John Milne

Personal information
- Position(s): Forward

Senior career*
- Years: Team / Apps / (Gls)
- 1888–1890: Bolton Wanderers / 39 / (9)
- 1890–1894: Ardwick / 18 / (3)

= John Milne (English footballer) =

English footballer

John Milne was an English footballer who played in the Football League for Ardwick and Bolton Wanderers.

==John Milne==
Very little is known about this footballer of the Victorian era. John Milne made his League and, possibly, Club debut on 8 September 1888, as a forward, at Pike's Lane, then home of Bolton Wanderers. The opposition was Derby County and Bolton Wanderers lost the match 6–3. John Milne scored his debut League goal on 29 September 1888 at Pike's Lane when Everton were the visitors. Bolton Wanderers won the match 6–2 and John Milne scored the fourth and sixth goals of Bolton Wanderers six.

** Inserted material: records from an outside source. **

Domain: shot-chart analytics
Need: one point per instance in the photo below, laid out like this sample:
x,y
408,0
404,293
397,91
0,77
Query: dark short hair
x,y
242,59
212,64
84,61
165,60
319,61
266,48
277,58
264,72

John Milne played all 22 League games in season 1888–89 and scored six League goals. John Milne was one of five Bolton Wanderers players, who, in season 1888–89 played in every (22) League game. The other four, apart from Milne, were, James Brogan, Kenny Davenport, Bob Roberts and Davie Weir. John Milne as a centre-half (five appearances) was part of a Bolton Wanderers defence that kept one clean-sheet. John Milne also played as a forward (17 appearances) in a Bolton Wanderers front-line that scored three-League-goals-or-more in a match on seven occasions. In scoring six League goals John Milne scored two-League-goals-in-a-match once.